Olympia auf politischem Glatteis Die USA verkünden einen diplomatischen Olympiaboykott der Spiele in Peking. Der Druck auf Deutschland wächst
Gerade die Absage aus Japan markiert für die Organisatoren in Peking eine diplomatische Niederlage. Über die Boykottentscheidung aus den USA hatte die chinesische Regierung zunächst widersprüchlich und passiv-aggressiv reagiert: »Es interessiert niemanden, ob sie kommen oder nicht«, hatte Zhao Lijian behauptet, ein Sprecher des chinesischen Außenministeriums. »Ob sie erscheinen, hat keinen Einfluss auf Pekings erfolgreiche Austragung der Winterspiele.« Außerdem seien sie sowieso nicht eingeladen gewesen. Kurz darauf kündigte China Konsequenzen an. Von Japan aber hatten sich die Gastgeber deutlich gewünscht, dass es die Winterspiele von Peking unterstütze. Die »Global Times« schrieb zuletzt: »Japan sollte Zutrauen bewahren, nachdem China den Spielen von Tokio seine volle Unterstützung gewährt hat und zudem 2022 das 50-jährige Jubiläum der Wiederaufnahme diplomatischer Beziehungen zwischen China und Japan markiert.« Auch nach dem Entschluss von Tokio wurde am Freitag die Forderung nach Kooperation erneut gestellt.
Der Grund dafür ist eindeutig. China und Japan, die zweit- und drittgrößten Volkswirtschaften der Welt, haben trotz enger ökonomischer Verbindungen höchst komplizierte Beziehungen zueinander. Das liegt unter anderem an Kriegsverbrechen Japans gegen China im Zweiten Weltkrieg, einigen Territorialkonflikten und einer Rivalität um Einfluss im pazifischen Raum. Aber als mit dem Beginn der Pandemie die ursprünglich für den Sommer 2020 in Tokio geplanten Olympischen Spiele in der Coronakrise um ein Jahr verschoben werden mussten, hatte China seinem ungeliebten Nachbarn schnell und unüberhörbar Hilfe angeboten.

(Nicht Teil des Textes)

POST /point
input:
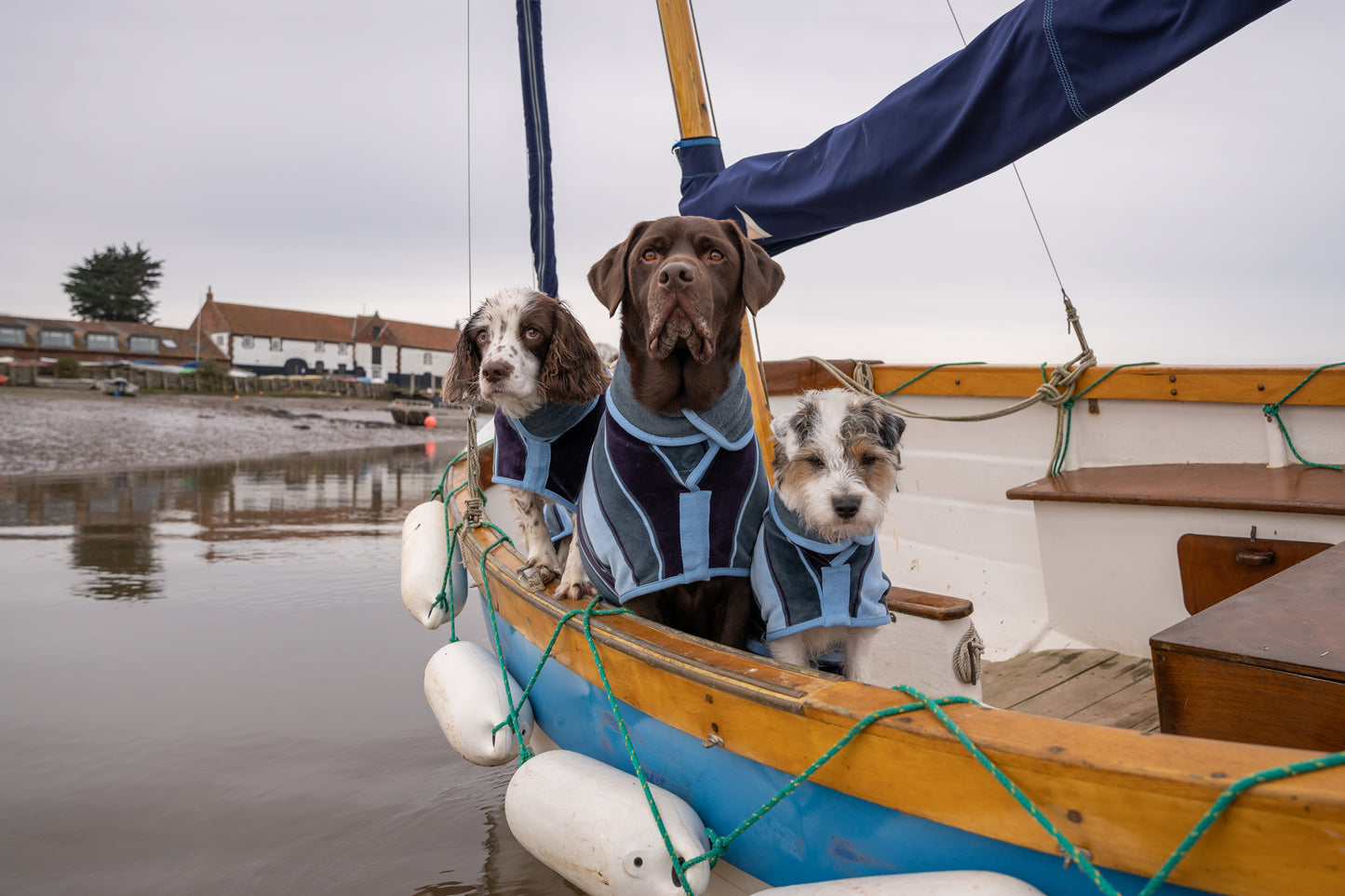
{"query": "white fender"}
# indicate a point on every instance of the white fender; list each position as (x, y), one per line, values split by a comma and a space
(591, 825)
(424, 557)
(465, 691)
(921, 884)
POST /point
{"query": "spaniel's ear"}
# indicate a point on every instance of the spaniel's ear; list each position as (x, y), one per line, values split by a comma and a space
(462, 381)
(573, 373)
(607, 277)
(761, 276)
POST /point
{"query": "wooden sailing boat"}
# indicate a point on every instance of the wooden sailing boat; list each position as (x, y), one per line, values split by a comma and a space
(1081, 548)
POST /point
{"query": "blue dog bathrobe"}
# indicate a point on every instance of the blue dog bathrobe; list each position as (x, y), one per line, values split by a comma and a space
(546, 451)
(670, 501)
(801, 582)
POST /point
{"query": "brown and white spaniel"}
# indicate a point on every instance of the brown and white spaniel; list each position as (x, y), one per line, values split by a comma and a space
(525, 353)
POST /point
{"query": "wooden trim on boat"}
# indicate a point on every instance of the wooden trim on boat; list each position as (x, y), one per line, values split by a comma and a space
(1157, 382)
(1291, 490)
(1127, 798)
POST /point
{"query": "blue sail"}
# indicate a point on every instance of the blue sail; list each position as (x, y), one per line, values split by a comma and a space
(1034, 74)
(537, 128)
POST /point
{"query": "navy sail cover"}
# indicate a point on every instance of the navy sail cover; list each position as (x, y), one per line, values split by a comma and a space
(1034, 74)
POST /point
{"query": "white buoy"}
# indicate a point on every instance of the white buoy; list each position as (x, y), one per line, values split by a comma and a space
(921, 884)
(424, 557)
(592, 825)
(465, 691)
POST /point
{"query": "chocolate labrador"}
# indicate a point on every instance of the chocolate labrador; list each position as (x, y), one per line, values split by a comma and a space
(676, 488)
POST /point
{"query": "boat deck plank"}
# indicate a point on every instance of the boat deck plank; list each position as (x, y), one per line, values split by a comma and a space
(1096, 687)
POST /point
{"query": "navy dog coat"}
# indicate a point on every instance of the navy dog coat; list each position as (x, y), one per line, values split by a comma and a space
(670, 501)
(800, 582)
(546, 451)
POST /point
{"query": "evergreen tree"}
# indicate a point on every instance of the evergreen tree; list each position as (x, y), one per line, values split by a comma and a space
(114, 284)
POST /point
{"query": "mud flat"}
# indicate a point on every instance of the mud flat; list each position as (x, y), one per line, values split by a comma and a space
(54, 431)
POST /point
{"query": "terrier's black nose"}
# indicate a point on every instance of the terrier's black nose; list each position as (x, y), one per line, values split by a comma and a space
(846, 507)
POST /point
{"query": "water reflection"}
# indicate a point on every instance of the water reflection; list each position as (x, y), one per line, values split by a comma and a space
(210, 685)
(115, 519)
(120, 560)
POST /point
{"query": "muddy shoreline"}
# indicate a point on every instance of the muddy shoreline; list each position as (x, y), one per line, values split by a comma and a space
(57, 431)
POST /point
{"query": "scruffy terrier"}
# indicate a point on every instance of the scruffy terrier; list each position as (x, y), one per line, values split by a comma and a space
(815, 573)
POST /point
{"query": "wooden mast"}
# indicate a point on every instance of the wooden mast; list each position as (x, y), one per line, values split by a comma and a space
(693, 112)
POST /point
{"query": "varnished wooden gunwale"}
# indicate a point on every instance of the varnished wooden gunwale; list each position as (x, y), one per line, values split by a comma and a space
(1158, 382)
(1290, 490)
(1127, 798)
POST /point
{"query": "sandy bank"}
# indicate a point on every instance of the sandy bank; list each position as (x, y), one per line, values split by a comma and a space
(46, 431)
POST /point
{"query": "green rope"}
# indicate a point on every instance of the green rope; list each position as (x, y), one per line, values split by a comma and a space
(1067, 415)
(1229, 796)
(446, 596)
(919, 376)
(1272, 410)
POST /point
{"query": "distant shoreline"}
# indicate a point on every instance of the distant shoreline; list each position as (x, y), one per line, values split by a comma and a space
(67, 432)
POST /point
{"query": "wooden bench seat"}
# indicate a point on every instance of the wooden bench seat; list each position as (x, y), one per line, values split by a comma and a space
(1297, 490)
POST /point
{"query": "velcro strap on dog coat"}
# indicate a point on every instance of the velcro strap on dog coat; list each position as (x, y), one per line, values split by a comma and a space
(546, 451)
(670, 501)
(801, 582)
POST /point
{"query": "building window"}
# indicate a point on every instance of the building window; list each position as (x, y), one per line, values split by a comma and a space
(57, 340)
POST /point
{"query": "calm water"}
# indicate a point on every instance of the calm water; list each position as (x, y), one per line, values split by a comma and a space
(208, 684)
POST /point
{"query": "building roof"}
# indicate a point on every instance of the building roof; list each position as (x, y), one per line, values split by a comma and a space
(402, 332)
(254, 320)
(172, 341)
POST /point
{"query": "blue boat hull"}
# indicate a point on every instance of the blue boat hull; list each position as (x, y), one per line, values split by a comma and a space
(814, 835)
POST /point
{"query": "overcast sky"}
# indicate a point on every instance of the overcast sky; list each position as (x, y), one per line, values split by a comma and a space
(322, 155)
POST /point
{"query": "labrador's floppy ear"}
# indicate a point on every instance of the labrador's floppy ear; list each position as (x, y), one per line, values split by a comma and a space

Im vergangenen März – vier Monate vor dem verschobenen Start der Sommerspiele – wollte China sogar Impfstoffe für die ganze Welt bereitstellen, damit die Tokioter Spiele auch wirklichh stattfinden können. Schon der Stolz der nationalistisch eingestellten Regierung Japans hätte es wohl verhindert, so ein Angebot anzunehmen. Hinzu kam, dass die chinesischen Vakzine in vielen Ländern, Japan eingeschlossen, nicht zugelassen waren. All dies wusste man in China genau. So wirkte das Pekinger Hilfsangebot wie eines mit dem Hintergedanken, sich damit Japans Unterstützung für die folgenden Winterspiele im Februar zu sichern.
Die Pekinger Spiele stehen unter dem Slogan »Together for a shared future«. Der Name »Zusammen für eine gemeinsame Zukunft« soll solcherart Programm werden: Wie jeder Staat, der Olympische Spiele ausrichtet, will sich auch China in einem positiven Licht präsentieren, seine kulturelle und diplomatische Einflusssphäre vergrößern und sein Image verbessern. Dabei hat die Regierung des Landes, die Menschen in Umerziehungslager steckt, Journalisten verhaftet und Proteste niederknüppeln lässt, dies besonders nötig. International hat der Ein-Parteien-Staat kaum Freunde. Olympia, die größte Sportveranstaltung der Welt, soll hierbei helfen.
Das Fernbleiben japanischer Regierungsvertreter schmerzt nun auf dreifache Weise. Nicht nur werden hierdurch die komplizierten Nachbarschaftsbeziehungen noch schwieriger. Als Gastgeberland der letzten Olympischen Spiele vor nur einem halben Jahr ist die Absage aus Tokio, mit Pekings Vertretern gemeinsam den Sport zu feiern, besonders symbolhaft. Und zuletzt könnte der Beschluss des im pazifischen Raum einflussreichen Industriestaates Japan auch noch die Absagen weiterer Länder nach sich ziehen. Eine PR-Show kann »Beijing 2022« damit höchstens noch teilweise werden.